\section{Introduction}
The principal goal of forensic evaluation models is to check that evidence found at a crime scene is (dis)similar to evidence found on a suspect. In creating these models, attention is given to the significance level of the solution however the \emph{brittleness} level is never considered. The \emph{brittleness} level is a measure of whether a solution comes from a region of similar solutions or from a region of dissimilar solutions. We contend that a solution coming from a region with a low level of brittleness i.e. a region of similar solutions, is much better that one from a high level of brittleness - a region of dissimilar solutions.

The concept of \emph{brittleness} is not a stranger to the world of forensic science, in fact it is recognized as the ``fall-off-the-cliff-effect", a term coined by Ken Smalldon. In other words, Smalldon recognized that tiny changes in input data could lead to a massive change in the output. Although Walsh \cite{Walsh94} worked on reducing the brittleness in his model, to the best of our knowledge, no work been done to quantify brittleness in current forensic models or to recognize and eliminate the causes of brittleness in these models.

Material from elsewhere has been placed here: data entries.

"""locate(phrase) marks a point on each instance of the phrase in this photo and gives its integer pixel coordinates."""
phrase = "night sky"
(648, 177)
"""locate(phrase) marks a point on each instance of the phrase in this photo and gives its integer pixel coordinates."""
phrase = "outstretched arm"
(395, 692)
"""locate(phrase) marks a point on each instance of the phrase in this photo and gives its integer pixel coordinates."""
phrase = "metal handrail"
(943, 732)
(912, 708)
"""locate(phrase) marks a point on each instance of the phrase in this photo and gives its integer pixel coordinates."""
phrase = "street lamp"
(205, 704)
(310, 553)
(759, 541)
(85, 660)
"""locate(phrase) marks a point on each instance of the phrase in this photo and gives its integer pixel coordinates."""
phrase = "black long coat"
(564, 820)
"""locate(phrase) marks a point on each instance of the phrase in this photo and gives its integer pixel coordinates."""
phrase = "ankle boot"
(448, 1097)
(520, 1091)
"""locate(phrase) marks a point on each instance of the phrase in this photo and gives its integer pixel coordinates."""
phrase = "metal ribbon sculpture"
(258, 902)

In our studies of forensic models for evaluation particularly in the sub-field of glass forensics, we conjecture that brittleness is caused by the following:

%\begin{itemize}
\be
\item A tiny error(s) in the collection of data;
\item Inappropriate statistical assumptions, such as assuming that the distributions of refractive indices of glass collected at a crime scene or a suspect obeys the properties of a normal distribution; 
\item and the use of measured parameters from surveys to calculate the \emph{frequency of occurrence} of trace evidence in a population
\ee
%\end{itemize}

In this work we quickly eliminate the two(2) latter causes of brittleness by using simple classification methods such as k-nearest neighbor (KNN) which are neither concerned with the distribution of data nor the frequency of occurrence of the data in a population. To reduce the effects of errors in data collection, a novel prototype learning algorithm (PLA) is used to augment KNN. Basically this PLA selects samples from the data which best represents the region or neighborhood it comes from. In other words, we expect that samples which contain errors would be poor representatives and would therefore be eliminated from further analysis. This leads to neighbourhoods with different outcomes being futher apart from each other.

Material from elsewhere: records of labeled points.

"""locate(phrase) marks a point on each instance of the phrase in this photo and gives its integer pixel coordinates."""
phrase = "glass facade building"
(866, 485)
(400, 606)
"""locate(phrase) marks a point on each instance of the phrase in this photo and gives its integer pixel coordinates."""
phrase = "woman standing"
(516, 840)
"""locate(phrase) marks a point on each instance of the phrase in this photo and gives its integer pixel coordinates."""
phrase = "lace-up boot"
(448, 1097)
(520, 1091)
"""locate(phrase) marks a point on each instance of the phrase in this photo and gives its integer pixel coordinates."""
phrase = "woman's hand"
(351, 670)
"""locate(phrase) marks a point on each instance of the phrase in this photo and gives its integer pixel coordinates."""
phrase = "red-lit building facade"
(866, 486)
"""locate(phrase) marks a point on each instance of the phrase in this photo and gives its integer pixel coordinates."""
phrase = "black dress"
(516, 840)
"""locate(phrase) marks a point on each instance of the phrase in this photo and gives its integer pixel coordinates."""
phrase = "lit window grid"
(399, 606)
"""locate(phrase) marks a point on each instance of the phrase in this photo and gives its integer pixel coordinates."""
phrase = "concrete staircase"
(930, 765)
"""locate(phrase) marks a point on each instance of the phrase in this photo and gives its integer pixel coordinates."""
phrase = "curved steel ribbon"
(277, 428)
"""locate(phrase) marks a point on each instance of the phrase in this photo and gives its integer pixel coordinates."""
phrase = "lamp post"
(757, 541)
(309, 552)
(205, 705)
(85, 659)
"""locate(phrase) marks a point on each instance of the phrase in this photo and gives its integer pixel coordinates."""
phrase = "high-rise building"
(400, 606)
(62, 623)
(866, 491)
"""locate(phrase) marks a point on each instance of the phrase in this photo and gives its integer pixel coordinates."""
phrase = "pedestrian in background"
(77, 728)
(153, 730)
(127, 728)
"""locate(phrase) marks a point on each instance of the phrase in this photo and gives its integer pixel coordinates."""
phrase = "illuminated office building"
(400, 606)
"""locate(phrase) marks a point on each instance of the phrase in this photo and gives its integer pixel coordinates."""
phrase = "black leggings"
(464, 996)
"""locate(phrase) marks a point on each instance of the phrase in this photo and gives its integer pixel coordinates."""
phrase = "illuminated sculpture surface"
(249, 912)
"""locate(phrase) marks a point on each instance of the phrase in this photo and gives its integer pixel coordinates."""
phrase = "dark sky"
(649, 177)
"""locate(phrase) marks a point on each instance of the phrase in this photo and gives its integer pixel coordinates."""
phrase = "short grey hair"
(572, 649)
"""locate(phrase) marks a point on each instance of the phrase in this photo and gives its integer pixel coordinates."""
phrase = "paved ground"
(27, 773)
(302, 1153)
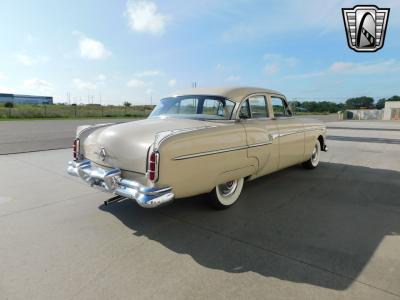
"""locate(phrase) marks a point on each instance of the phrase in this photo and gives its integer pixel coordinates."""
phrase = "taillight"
(75, 149)
(152, 168)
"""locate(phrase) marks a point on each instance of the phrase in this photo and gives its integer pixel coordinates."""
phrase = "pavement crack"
(282, 255)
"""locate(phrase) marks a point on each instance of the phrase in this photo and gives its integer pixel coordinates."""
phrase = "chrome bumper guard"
(109, 180)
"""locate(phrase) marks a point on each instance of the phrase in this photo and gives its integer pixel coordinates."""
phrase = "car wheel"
(313, 162)
(226, 194)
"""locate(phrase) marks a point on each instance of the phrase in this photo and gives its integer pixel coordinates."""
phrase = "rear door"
(261, 132)
(291, 132)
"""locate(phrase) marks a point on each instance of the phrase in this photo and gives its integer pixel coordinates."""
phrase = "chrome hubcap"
(314, 155)
(228, 188)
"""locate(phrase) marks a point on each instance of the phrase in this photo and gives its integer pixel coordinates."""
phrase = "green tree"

%In the end our goal for this work is threefold. First we want to show the forensic scientist the importance of reporting the brittleness level of their models. Second, to encourage them to seek out and eliminate the causes of brittleness in their models and third, for those causes which cannot be eliminated

In the end our goal for this work is threefold. First we want to develop a new generation of forensic models which avoids inappropriate statistical assumptions. Second, the new models must not be \emph{brittle}, so that they do not change their interpretation without sufficient evidence and third, provide not only an interpretation of the evidence but also a measure of how reliable the interpretation is, in other words, what is the brittleness level of the model.

Our research is guided by the following research questions:

\begin{itemize}
\item Are the results of using KNN better or comparable to current models which use statistical assumptions and surveys
\item Does prototype learning reduce brittleness?
\item Do the results of applying a PLA differ significantly from results of not applying a PLA?
\end{itemize}


The remainder of this paper is organized as follows: Section 2 gives some background and motivation for this work, while Section 3 explores the \emph{brittleness} design and operation of CLIFF. Section 4 presents a detailed description of the experimental procedure followed to analyze the data using CLIFF. Finally, in Section 5, conclusions are presented.